Trying to understand += better

Steve Howell showell30 at yahoo.com
Mon Nov 23 00:49:07 EST 2009


On Nov 22, 8:38 pm, Roy Smith <r... at panix.com> wrote:
> In article <4b0a01a... at dnews.tpgi.com.au>, Lie Ryan <lie.1... at gmail.com>
> wrote:
>
> > The semantic of the in-place operator is something like:
> > x += y
> > becomes
> > x = x.__iadd__(y)
>
> > thus
> > foo.bar += baz
> > becomes
> > foo.bar = foo.bar.__iadd__(baz)
>
> > So the call sequence is,
> > foo.__getattr__('bar') ==> x
> > x.__iadd__(baz) ==> y
> > foo.__setattr__('bar', y)
>
> I don't get where the __setattr__() call comes from in this situation.  I
> thought the whole idea of __iadd__(self, other) is that it's supposed to
> mutate self.  So, why is there another assignment happening after the
> __iadd__() call?

Non-mutable types can also use += syntax.

x = MagicalNumber(42)
x += 5 # x gets reassigned to MagicalNumber(47)

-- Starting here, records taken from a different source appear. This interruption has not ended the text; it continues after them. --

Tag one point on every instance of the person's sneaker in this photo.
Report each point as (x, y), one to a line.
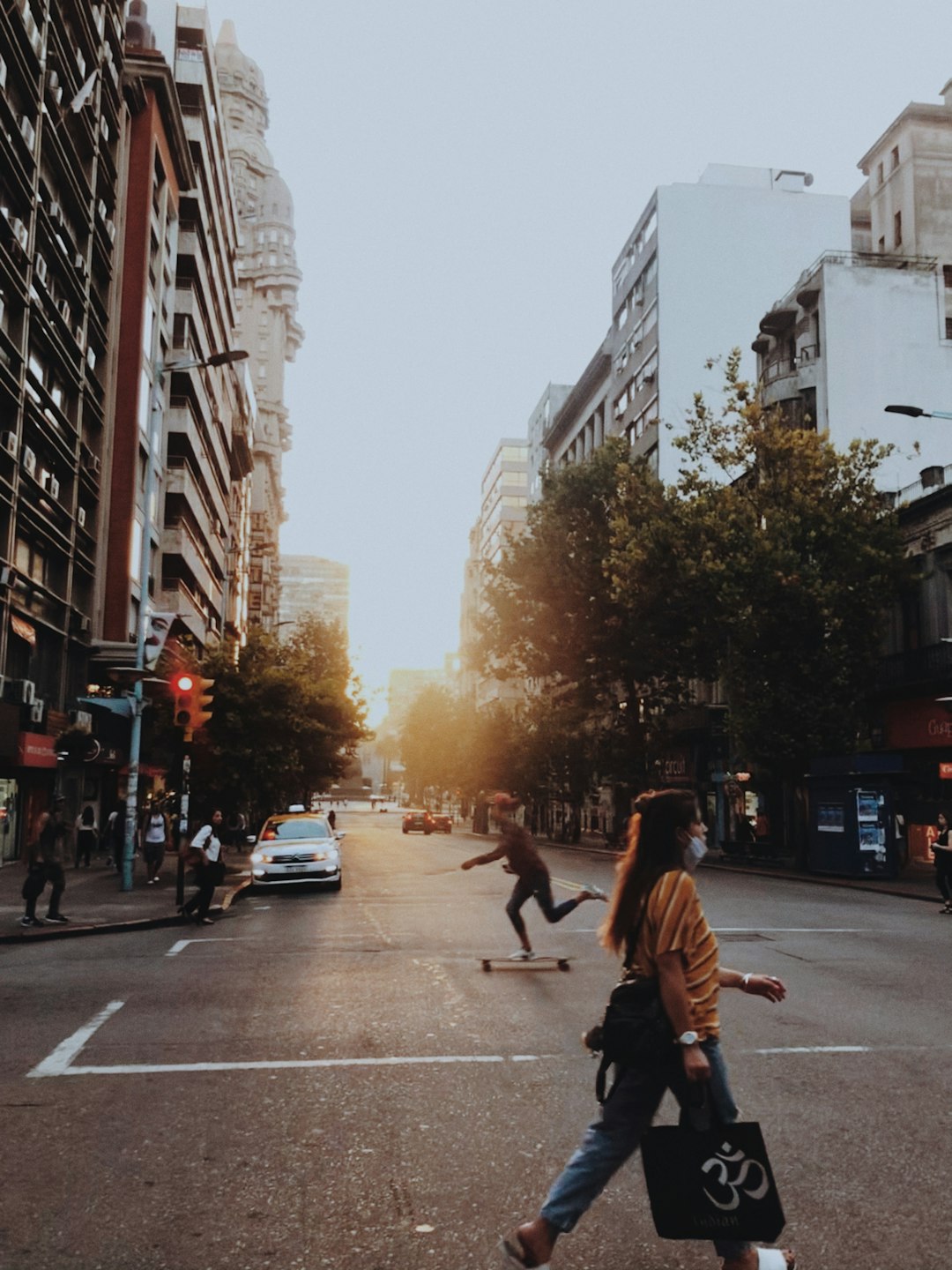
(591, 892)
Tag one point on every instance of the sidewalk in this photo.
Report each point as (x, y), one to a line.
(94, 903)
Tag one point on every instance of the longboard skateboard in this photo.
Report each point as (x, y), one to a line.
(544, 963)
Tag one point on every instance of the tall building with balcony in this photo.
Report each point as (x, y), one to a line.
(156, 170)
(698, 268)
(210, 415)
(268, 283)
(61, 118)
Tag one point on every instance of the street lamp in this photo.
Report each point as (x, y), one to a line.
(915, 412)
(155, 438)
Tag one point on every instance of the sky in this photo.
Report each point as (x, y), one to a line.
(465, 175)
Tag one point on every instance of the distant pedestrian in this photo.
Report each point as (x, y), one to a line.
(942, 852)
(86, 836)
(45, 865)
(156, 840)
(210, 869)
(517, 848)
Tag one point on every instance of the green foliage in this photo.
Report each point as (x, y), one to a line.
(287, 719)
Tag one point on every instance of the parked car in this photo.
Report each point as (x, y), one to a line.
(294, 848)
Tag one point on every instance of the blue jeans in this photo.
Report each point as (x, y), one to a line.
(539, 885)
(626, 1114)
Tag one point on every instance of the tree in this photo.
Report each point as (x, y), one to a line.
(287, 719)
(796, 559)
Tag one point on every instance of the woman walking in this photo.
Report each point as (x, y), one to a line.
(942, 852)
(86, 836)
(655, 918)
(210, 870)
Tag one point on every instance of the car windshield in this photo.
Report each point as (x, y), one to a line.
(301, 827)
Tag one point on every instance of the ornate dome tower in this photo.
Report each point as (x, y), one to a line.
(268, 283)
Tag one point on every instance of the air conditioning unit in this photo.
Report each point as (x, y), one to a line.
(23, 691)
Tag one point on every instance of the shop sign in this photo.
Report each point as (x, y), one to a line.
(920, 724)
(36, 750)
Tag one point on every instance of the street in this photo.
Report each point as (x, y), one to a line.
(331, 1080)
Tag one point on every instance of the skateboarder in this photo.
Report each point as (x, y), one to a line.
(517, 848)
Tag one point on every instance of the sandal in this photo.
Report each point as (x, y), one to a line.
(517, 1255)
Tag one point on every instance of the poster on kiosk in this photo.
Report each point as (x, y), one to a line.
(856, 828)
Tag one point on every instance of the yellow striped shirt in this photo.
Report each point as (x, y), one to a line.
(675, 921)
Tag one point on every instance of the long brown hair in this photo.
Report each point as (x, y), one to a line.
(654, 848)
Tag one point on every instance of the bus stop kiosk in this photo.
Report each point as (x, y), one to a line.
(857, 827)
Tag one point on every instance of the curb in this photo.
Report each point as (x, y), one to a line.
(138, 923)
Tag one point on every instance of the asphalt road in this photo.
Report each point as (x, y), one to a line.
(331, 1080)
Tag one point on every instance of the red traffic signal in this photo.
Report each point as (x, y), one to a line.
(192, 701)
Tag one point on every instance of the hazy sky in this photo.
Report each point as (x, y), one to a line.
(465, 173)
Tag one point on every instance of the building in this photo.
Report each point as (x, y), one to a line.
(267, 299)
(61, 111)
(859, 332)
(210, 415)
(156, 170)
(311, 585)
(701, 263)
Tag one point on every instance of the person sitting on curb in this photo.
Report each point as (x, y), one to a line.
(532, 878)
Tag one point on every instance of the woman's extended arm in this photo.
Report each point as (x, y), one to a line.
(677, 1006)
(755, 984)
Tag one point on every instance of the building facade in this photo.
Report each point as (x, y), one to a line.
(61, 111)
(314, 586)
(693, 273)
(267, 297)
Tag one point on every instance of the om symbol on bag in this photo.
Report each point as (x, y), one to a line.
(723, 1165)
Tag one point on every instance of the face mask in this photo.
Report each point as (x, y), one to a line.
(693, 854)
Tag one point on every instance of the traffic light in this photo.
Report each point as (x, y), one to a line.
(192, 701)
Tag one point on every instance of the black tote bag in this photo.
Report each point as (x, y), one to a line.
(709, 1184)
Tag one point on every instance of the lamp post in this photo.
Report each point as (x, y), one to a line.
(155, 438)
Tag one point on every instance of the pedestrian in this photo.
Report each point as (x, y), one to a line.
(657, 921)
(532, 878)
(86, 834)
(156, 840)
(45, 865)
(942, 855)
(210, 869)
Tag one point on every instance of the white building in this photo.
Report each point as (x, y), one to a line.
(701, 265)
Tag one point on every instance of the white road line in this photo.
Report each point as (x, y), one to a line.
(183, 944)
(274, 1065)
(58, 1062)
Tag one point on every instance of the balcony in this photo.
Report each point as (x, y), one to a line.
(922, 667)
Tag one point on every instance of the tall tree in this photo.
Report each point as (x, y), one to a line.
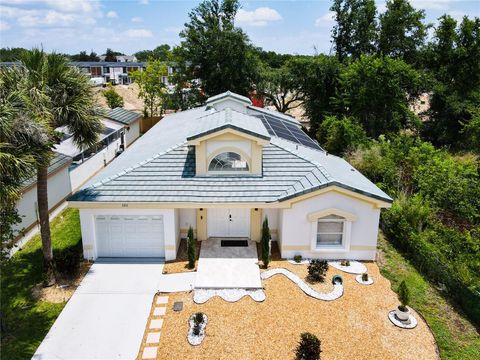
(402, 31)
(214, 51)
(355, 30)
(21, 130)
(377, 91)
(280, 88)
(452, 58)
(69, 99)
(318, 79)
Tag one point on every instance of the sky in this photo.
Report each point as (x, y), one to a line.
(285, 26)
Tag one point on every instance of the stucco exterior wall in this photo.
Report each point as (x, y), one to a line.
(58, 189)
(297, 232)
(132, 133)
(87, 223)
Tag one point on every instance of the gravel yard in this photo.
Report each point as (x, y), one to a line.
(354, 326)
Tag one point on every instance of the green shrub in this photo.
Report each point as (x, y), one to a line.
(308, 348)
(317, 269)
(67, 261)
(266, 237)
(339, 135)
(403, 295)
(191, 250)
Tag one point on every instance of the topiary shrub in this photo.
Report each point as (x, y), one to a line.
(191, 248)
(317, 269)
(266, 237)
(308, 348)
(403, 295)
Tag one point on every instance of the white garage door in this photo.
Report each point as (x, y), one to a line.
(130, 236)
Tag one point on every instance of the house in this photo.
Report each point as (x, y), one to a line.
(221, 169)
(114, 72)
(121, 58)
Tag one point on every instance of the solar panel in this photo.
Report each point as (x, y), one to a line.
(284, 130)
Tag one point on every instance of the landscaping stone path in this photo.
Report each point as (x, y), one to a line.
(201, 296)
(334, 294)
(153, 333)
(354, 268)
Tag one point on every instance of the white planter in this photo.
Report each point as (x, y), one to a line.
(402, 315)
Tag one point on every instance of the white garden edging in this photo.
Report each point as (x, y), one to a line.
(410, 324)
(302, 262)
(334, 294)
(368, 282)
(201, 296)
(354, 268)
(191, 337)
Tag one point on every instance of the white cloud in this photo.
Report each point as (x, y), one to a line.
(138, 33)
(326, 19)
(4, 25)
(258, 17)
(111, 14)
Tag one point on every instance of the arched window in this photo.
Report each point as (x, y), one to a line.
(228, 161)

There is nothing that says that __iadd__ has to return self, but if
you are designing a mutable type, you will generally do that.

http://docs.python.org/reference/datamodel.html

'''
These methods are called to implement the augmented arithmetic
assignments (+=, -=, *=, /=, //=, %=, **=, <<=, >>=, &=, ^=, |=).
These methods should attempt to do the operation in-place (modifying
self) and return the result (which could be, but does not have to be,
self). If a specific method is not defined, the augmented assignment
falls back to the normal methods. For instance, to execute the
statement x += y, where x is an instance of a class that has an
__iadd__() method, x.__iadd__(y) is called. If x is an instance of a
class that does not define a __iadd__() method, x.__add__(y) and
y.__radd__(x) are considered, as with the evaluation of x + y.